Kentucky player verifies Gillispie’s tough practice habits

6 Comments

By now, you know all about what Billy Gillispie is accused of. Details have come out about all-day practices at Texas Tech, as well as less-than-sound treatment of injured players – the last thing Texas Tech needs in the wake of the Mike Leach/Craig James football kerfuffle.

There are many surprising things about what’s going on, mostly in the vein of “how did you not see this coming?”

You’d think Gillispie, for one, would have reined himself in and avoided controversy. His reputation was in tatters after his time at Kentucky, he spent time out of the coaching game, and he had to know that a third chance wasn’t likely to present itself.

In similar fashion, you’d think that the AD at Tech would be super-duper careful about hiring a guy who had a rep for being rough on players. Again, the aforementioned issue with a concussed player, his famous father, and a potentially dangerous dose of discipline probably should have had everyone walking on eggshells regarding the next big hire.

But Gillispie is accused of being a recidivist, and as often happens when someone breaks the barrier of silence in these matters, more accusers are coming out of the woodwork to pile on.

The Lexington Herald-Leader published a report today based on a conversation with former Kentucky walk-on Dusty Miller, who confirmed that his time under Gillispie had much in common with what Texas Tech players have allegedly gone through.

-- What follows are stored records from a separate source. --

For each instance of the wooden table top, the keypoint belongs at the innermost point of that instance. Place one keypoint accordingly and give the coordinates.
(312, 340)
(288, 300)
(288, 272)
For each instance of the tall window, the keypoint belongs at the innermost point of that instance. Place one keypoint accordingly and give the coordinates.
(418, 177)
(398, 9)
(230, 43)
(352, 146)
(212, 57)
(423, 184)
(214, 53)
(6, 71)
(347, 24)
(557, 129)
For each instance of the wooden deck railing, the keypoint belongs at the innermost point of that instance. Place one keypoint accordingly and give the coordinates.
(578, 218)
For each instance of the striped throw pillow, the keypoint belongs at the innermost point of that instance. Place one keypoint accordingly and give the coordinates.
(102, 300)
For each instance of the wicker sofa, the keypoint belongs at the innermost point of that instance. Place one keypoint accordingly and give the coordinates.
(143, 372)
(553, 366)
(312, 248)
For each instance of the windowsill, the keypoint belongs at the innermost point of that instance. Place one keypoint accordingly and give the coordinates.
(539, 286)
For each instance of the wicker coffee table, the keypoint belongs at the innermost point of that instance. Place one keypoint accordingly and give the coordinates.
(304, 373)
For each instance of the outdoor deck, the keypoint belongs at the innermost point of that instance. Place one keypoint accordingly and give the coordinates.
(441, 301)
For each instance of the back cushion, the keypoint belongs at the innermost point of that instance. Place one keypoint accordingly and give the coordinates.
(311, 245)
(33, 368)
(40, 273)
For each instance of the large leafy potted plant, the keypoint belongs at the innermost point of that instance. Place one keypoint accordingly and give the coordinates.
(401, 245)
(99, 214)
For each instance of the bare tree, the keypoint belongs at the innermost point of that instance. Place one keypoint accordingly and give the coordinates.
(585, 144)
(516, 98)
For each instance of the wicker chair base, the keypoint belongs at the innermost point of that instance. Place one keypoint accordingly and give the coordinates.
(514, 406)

“I was not surprised by one thing I read,” Mills told the paper. “Nothing was outrageous to me.”

Mills said he was not privy to conversations between Gillispie and other UK players, but confirmed that stars like Patrick Patterson and Jodie Meeks often appeared to be practicing while injured, and did not seem happy to be doing so.

“Physically, they were playing in pain, and it was hard to watch at times.”

Mills was kicked off the team by Gillispie, but denies that he has an axe to grind. He praised Gillispie’s coaching ability, and thanked him for giving him the opportunity to join the Wildcats as a walk-on. Still, he couldn’t bring himself to exonerate or fully understand Gillispie’s coaching style.
“I think he does really care for his players,” Mills said. “I think he does. He just has a very odd way of showing it. Obviously, something is going on there, and I’m not sure what it is.”